MANAJEMEN WAKTU YANG EFEKTIF

MANAJEMEN WAKTU YANG EFEKTIF


MANAJEMEN WAKTU YANG EFEKTIF

Oleh: Jane O’Relly

DAN KATA AHLI MANAJEMEN WAKTU INI: PERTAMA-TAMA ANDA HARUS MENETAPKAN ARAH HIDUP ANDA, DAN TAHU MENGAPA ANDA MEMILIH ARAH ITU.
Banyak orang yang menjalani hidup tanpa menemukan kesenangan sama sekali. Padahal masa hidup yang kita jalani hanyalah satu-satunya masa yang kita miliki -  karena itu kita perlu memanfaatkannya sebaik-baiknya. Tapi hanya sebagian kecil saja orang yang melakukannya. Sebagian besar lagi menjalani hidup ini dengan anggaapan seakan-akan hidup yang sekarang ini adalah latihan untuk suatu kehidupan lain yang masih akan datang. Seperti yang dikatakan George Bernard Shaw, rasanya masa hidup ini kurang panjang untuk dijalani dengan sungguh-sungguh.

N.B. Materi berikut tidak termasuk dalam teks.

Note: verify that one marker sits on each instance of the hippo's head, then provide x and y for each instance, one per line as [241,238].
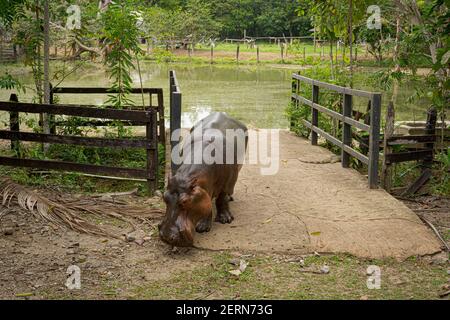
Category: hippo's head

Tapi untunglah kita hidup dalam suatu jaman dimana banyak orang telah mengembangkan berbagai metode untuk menolong kita – kalau kita mau – untuk mempergunakan masa hidup kita dengan bijaksana. Salah seorang dari mereka itu adalah Alan Lakein, presiden dari satu-satunya perusahaan di Amerika, yang secara khusus mencurahkan perhatian pada masalah manajemen waktu. Dengan bayaran 50 dolar per jam ia mau menolong siapa saja; tapi ia lebih suka menolong mereka yang sehat dan bermotivasi baik, yang memang telah mempaunyai suatu sasaran dan yang sedang berusaha mencapai sasaran itu. Paling tidak, Alan Lakein telah menyajikan seminar manajemen waktu kepada hamper 11.000 orang. Lakein mencoba menolong orang untuk meningkatkan motivasi, memperbaiki arah (jika memang dianggap perlu atau diinginkan), atau mencari pemecahan terhadap situasi yang merintangi orang.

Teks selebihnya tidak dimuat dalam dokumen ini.